Credit risk poses a classification problem that’s inherently imbalanced. This is because healthy loans easily outnumber risky loans.
The purpose of this exercise is to use various techniques to train and evaluate models with imbalanced classes.
I use a dataset of historical lending activity from a peer-to-peer lending services company to build a model that can identify the creditworthiness of borrowers and predict them to be "healthy loans" or "high-risk loans"
To do this exercise, I'll use the following stages of the machine learning process:
-
Read the data
-
Visualize the data
-
Split the data into training and testing sets
-
Oversample the data
-
Fit a logistic regression model
-
Make predictions
-
Evaluate the model
This model is ran twice: once with a traditional sampling method and once with an oversampling method.
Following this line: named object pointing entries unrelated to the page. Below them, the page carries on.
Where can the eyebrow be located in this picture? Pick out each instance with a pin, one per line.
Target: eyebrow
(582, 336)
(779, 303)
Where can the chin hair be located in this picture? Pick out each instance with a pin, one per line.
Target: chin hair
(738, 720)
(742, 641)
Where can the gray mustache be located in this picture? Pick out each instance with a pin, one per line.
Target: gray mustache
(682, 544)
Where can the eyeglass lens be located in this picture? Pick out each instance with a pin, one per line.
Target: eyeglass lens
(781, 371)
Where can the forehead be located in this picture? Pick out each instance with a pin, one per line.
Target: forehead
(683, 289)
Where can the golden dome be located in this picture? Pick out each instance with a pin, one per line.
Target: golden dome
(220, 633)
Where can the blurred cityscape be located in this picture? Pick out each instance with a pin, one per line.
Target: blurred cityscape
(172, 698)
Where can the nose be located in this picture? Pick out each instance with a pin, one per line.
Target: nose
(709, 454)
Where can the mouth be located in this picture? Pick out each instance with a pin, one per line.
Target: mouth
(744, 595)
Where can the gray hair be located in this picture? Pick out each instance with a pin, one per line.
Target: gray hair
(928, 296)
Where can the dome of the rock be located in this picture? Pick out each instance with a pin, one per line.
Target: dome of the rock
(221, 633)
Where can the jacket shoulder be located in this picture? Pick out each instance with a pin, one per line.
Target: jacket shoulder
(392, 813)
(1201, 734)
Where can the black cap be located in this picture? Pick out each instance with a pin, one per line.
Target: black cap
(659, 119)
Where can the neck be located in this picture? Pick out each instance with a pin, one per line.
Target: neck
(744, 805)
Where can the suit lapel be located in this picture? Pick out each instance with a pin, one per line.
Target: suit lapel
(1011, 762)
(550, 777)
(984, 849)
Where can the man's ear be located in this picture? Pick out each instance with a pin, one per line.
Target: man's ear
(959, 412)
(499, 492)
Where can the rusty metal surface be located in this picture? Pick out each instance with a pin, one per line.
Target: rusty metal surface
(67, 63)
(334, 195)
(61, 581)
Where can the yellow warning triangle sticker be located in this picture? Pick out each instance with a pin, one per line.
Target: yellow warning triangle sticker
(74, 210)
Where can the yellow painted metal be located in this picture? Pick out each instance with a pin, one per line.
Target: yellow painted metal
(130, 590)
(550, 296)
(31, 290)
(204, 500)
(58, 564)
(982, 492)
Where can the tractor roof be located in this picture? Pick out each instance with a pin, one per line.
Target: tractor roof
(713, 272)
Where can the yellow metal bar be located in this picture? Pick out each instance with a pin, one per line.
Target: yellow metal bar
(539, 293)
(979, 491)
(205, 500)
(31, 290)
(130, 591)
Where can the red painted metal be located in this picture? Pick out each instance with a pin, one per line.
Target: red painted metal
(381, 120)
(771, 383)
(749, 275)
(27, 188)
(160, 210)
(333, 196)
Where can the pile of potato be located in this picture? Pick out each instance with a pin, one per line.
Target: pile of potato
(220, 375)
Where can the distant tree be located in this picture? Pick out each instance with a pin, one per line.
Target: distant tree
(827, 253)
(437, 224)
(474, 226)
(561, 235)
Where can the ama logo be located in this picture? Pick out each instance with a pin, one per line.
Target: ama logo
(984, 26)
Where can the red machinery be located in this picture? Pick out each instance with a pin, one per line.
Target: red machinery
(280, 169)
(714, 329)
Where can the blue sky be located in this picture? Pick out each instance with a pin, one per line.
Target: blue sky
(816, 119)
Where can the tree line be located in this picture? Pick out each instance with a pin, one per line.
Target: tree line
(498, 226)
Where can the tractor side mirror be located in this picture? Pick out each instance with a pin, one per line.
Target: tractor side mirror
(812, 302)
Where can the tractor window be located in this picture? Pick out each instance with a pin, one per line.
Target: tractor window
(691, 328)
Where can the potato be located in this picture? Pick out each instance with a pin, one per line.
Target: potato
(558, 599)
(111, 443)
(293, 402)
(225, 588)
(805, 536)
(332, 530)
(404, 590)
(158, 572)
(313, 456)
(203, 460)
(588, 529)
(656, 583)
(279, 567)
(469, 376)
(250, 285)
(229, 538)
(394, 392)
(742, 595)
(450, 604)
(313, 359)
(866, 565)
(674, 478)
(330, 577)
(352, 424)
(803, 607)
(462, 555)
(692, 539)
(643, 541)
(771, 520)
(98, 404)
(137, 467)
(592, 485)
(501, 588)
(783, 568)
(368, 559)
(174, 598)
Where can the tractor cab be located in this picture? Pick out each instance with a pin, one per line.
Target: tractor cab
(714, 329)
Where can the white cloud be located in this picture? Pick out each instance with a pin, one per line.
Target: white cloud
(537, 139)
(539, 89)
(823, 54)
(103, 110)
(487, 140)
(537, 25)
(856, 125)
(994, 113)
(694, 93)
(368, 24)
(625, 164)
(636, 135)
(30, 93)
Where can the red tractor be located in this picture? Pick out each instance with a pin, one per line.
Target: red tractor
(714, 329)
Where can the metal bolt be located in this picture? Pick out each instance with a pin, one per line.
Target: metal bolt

Based on the information in the classification report, we can see which method produces more accurate results.
Using bulleted lists, describe the balanced accuracy scores and the precision and recall scores of all machine learning models.

- Machine Learning Model 1 with traditional sampling:
- For healthy loans (0), the model predicts 1.00 for precision and 0.99 for recall. For high-risk loans, the model predicts 0.85 for precision and 0.91 for recall, which means that the model will sometimes misclassify high-risk loans.
- Machine Learning Model 2 with an oversampling method:
- The model appears to be fairly accurate for high-risk (1) loans with a balanced accuracy of 0.99, a precision of 0.84, and a recall of 0.91.
The regression model overall improves the prediction for high-risk loans (1). In terms of precision, the value was reduced slightly from 0.85 to 0.84. However,in terms of recall, the minority class metric using resampled data was much better (0.99 vs 0.91) Meaning that the resampled data is more accurately predicting high-risk loans. This is important because the purpose of resampling was to improve our prediction o the minority class, which is high-risk loans.